The Honchō Bugei Shōden, a mid-Edo period collection of historical stories, related one of Kamiizumi travelling to Myōkōji Temple, in Ichinomiya, Aichi Prefecture. An insane man had kidnapped a child and was hiding in a barn with a sword. Kamiizumi shaved his head, borrowed a kesa from a priest, and approached the barn with two rice balls. Kamiizumi used the rice balls to lull the man into dropping his guard, and then quickly seized him and saved the child. This episode was later used by writer/director Akira Kurosawa in his film Seven Samurai.

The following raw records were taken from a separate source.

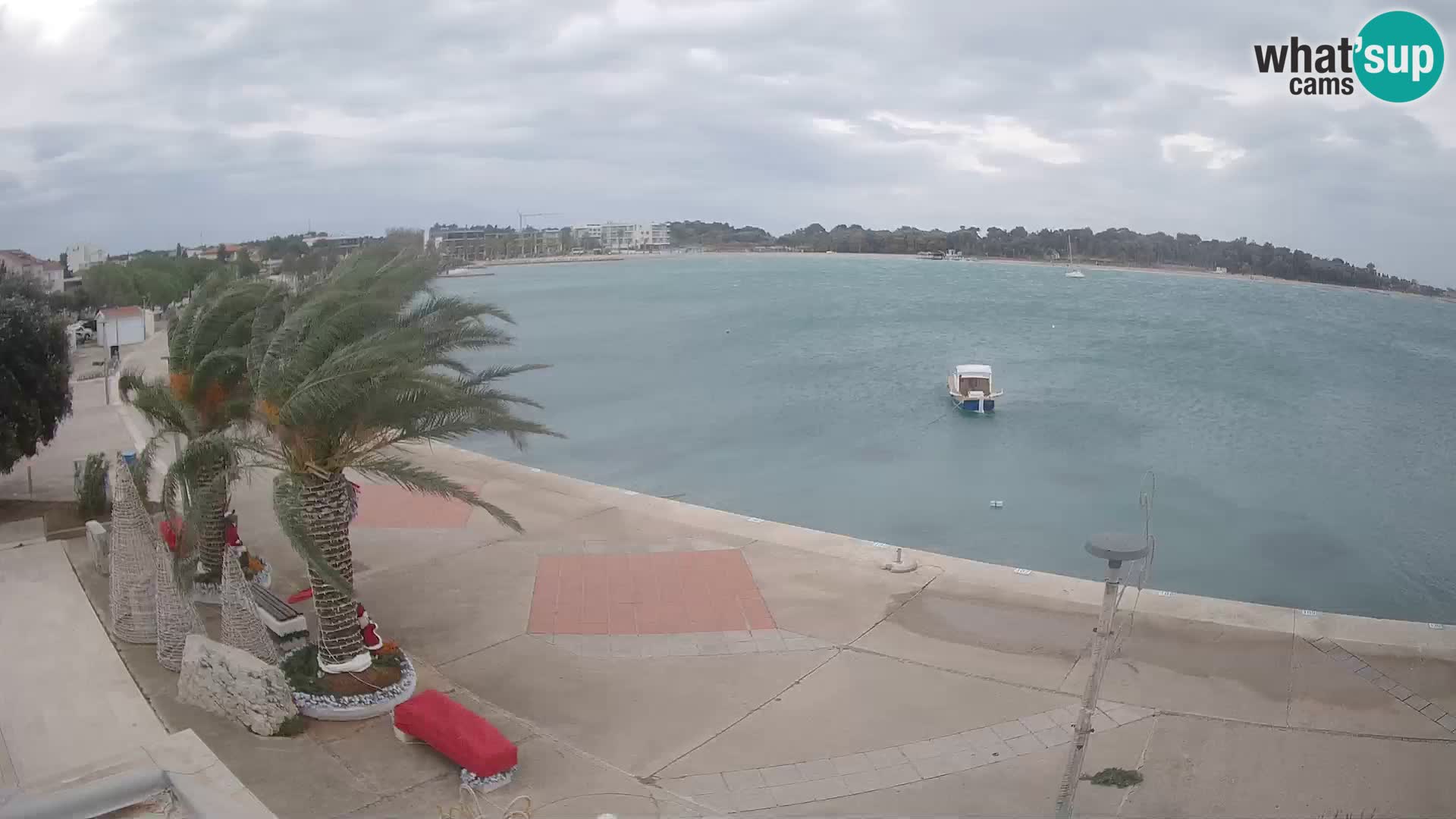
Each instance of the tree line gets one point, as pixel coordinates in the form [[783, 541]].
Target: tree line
[[1114, 245]]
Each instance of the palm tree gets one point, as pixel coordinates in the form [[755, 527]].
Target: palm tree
[[206, 392], [344, 375]]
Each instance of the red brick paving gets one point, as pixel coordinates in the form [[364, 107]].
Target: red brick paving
[[386, 506], [647, 594]]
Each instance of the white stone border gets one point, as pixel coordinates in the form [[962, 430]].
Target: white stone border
[[778, 786], [359, 706]]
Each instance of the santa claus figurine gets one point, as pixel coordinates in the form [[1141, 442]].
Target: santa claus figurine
[[367, 629]]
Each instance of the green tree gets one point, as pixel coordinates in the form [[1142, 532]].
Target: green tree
[[36, 372], [360, 365], [204, 392]]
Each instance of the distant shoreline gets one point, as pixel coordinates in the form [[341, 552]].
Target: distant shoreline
[[1091, 265], [475, 267]]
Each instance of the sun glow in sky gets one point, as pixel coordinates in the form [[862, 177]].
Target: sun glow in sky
[[55, 19]]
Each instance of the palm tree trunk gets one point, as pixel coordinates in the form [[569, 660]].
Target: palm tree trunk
[[325, 507], [213, 538]]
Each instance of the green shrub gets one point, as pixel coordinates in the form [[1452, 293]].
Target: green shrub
[[91, 487], [1116, 777], [293, 726]]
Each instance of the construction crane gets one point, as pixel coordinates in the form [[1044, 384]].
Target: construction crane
[[520, 229]]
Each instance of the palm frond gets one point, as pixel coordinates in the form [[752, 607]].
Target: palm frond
[[224, 368], [143, 465], [156, 403]]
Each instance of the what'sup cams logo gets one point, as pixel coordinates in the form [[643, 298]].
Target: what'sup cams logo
[[1397, 57]]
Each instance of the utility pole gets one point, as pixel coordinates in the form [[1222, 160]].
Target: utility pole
[[520, 229], [1116, 550]]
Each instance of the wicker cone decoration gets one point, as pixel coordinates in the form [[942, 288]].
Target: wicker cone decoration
[[133, 577], [177, 618], [240, 623]]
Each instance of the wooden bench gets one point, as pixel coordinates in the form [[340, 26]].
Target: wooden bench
[[280, 618], [462, 735]]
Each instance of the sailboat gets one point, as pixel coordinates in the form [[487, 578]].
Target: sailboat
[[1072, 273]]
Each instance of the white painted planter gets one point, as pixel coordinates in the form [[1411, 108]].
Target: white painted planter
[[360, 706]]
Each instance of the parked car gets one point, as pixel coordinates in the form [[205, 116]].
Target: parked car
[[83, 333]]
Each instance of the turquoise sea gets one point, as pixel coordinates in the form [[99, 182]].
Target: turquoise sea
[[1302, 436]]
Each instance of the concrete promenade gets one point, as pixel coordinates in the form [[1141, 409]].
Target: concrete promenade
[[658, 659]]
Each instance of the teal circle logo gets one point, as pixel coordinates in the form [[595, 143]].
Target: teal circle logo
[[1400, 55]]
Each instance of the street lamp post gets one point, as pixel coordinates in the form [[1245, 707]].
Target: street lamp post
[[1116, 550]]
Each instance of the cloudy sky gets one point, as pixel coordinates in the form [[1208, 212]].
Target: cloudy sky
[[146, 123]]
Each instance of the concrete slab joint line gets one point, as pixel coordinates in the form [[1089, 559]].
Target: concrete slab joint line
[[881, 768], [1427, 708]]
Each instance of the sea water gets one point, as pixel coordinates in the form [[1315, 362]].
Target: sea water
[[1302, 436]]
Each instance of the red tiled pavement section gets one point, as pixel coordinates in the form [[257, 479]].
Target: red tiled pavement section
[[386, 506], [647, 594]]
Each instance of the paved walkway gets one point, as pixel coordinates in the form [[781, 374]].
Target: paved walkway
[[66, 697], [620, 643]]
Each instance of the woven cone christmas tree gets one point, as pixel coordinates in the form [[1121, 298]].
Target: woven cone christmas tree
[[240, 623], [177, 618], [133, 577]]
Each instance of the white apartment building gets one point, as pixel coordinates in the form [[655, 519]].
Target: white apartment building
[[83, 256], [625, 235]]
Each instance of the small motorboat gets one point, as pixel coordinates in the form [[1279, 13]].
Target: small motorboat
[[971, 388]]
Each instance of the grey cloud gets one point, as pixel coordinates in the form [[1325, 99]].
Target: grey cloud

In 2008, the city of Maebashi celebrated the 500th anniversary of Kamiizumi’s birth with a festival. Services were held at the Kamiizumi gravesite, and a 2.5 m bronze statue of Kamiizumi, holding a fukuro-shinai, was unveiled. Yagyū Koichi, a lineal descendant of Kamiizumi’s student Yagyū Munetoshi, demonstrated Shinkage-ryū with his students.